Machine Learning Concepts Flashcards
What is a Hidden Markov Model?
It is used to model sequential data where the states are not directly observable (they are hidden), but they can be inferred only through a sequence of observations.
What is emission probability?
It is the probability of emitting an observation for a given hidden state
What is transition probability?
It is the probability of transitioning from one hidden state to another.
What is the kernel trick?
It is mapping non-linearly separable data to a higher dimension via a kernel without actually transforming it explicitly.
Why do we use the kernel trick?
To create decision boundaries for higher dimension data. Usually used with SVMs.
What are some of the kernels used with the kernel trick?
Linear
Polynomial
Radial Basis Function (RBF)
What is Stochastic Gradient Descent?
It is an algorithm that optimizes the parameters (weights & biases) by minimizing the cost function.
What is an RNN?
It is a type of neural network designed to effectively process and analyze sequential data by maintaining a hidden state that captures information from previous time steps
What are some of the variants of RNNs?
GRUs (Gated RNNs)
LSTMs (Long Short-Term Memory)
What is a cost function?
It is also referred to as a loss function.
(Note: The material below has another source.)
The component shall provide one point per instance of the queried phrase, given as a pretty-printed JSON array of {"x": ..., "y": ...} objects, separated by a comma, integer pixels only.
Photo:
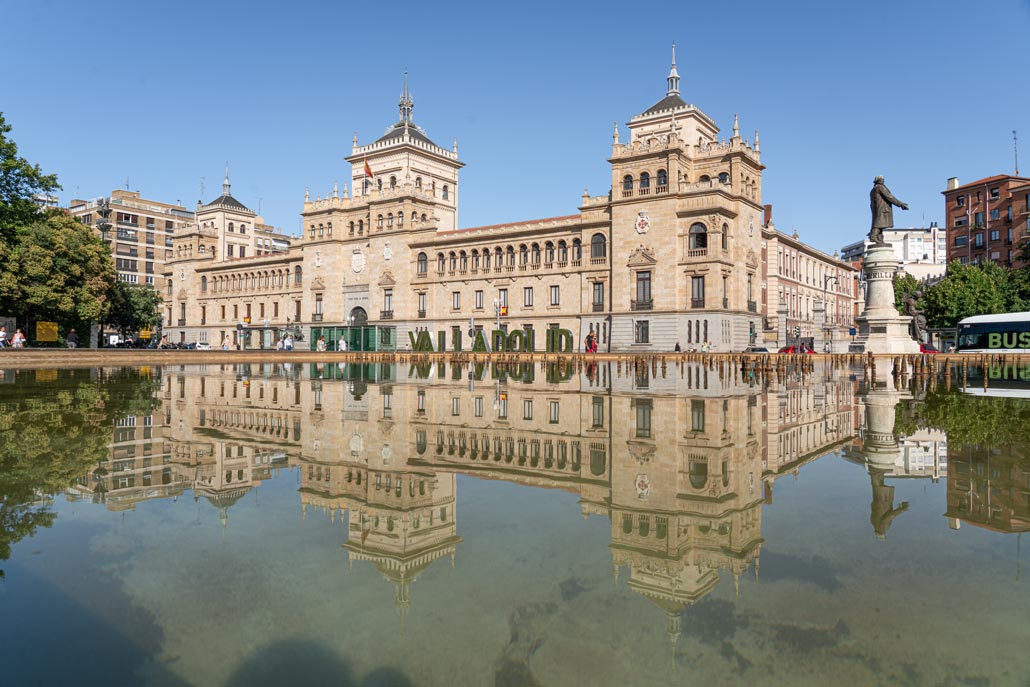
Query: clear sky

It determines how well the model fits the data.
Can you name some of the cost functions?
For regression problems we use MSE or RMSE and for classifier problems we use binary cross entropy as well as categorical cross entropy.
What is regularization?
It is a technique used to prevent overfitting a model to the data.
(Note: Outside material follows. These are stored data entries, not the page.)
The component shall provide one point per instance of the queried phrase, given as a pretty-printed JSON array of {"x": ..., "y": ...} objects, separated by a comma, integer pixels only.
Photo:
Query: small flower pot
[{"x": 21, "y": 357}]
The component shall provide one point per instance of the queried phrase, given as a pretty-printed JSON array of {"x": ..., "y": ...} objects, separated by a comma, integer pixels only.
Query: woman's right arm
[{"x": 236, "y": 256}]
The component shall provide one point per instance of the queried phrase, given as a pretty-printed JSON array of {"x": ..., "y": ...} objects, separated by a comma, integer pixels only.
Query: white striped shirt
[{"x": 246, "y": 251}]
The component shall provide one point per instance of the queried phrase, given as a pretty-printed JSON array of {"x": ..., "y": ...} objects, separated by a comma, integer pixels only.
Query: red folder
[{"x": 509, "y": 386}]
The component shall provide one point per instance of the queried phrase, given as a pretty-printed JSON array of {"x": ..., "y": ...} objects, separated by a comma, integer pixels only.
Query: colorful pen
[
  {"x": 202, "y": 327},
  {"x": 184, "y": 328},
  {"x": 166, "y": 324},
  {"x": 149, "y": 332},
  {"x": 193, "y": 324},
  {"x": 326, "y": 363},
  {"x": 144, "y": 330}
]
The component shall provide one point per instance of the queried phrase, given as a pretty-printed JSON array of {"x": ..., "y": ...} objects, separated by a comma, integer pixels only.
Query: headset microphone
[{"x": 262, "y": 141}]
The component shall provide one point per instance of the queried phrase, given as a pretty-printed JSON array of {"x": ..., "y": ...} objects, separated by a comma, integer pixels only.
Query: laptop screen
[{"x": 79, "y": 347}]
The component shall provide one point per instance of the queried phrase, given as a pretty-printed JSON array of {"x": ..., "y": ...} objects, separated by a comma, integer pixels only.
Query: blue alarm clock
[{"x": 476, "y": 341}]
Can you name some regularization techniques?
Lasso or L1 regularization
Ridge or L2 regularization
Dropout regularization in neural networks.
What is overfitting?
It occurs when the model fits very closely with the training data and results in near perfect predictions.
When a model is overfitted, it may not generalize well with unseen or test data.
What is Back propagation?
AKA - Back propagation of errors. It is an algorithm used in ANNs to calculate gradients of the error with respect to the network’s parameters.
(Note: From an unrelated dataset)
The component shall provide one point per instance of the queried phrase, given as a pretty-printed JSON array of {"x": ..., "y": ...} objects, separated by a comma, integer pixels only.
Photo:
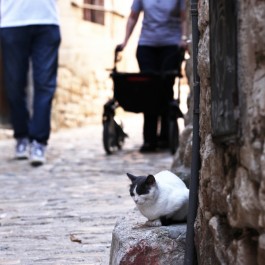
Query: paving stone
[{"x": 63, "y": 212}]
It adjusts the parameter values (weights and biases) so as to minimize the error.
What is Principal Component Analysis (PCA)?
It is a dimensionality reduction technique used in a complex dataset while preserving its essential information.
It captures the most significant patterns in the data.
What is recall?
It the ratio of correctly predicted positive instances divided by all positive instances.
Recall = TP/(TP + FN)
It is also called sensitivity
What is specificity?
It is the ratio of correctly predicted negative instances divided by all negative instances.
specificity = TN/(TN + FP)
What is False Positive Rate?
FPR = 1 - Specificity
It measures the rate at which negative instances are incorrectly classified as positive.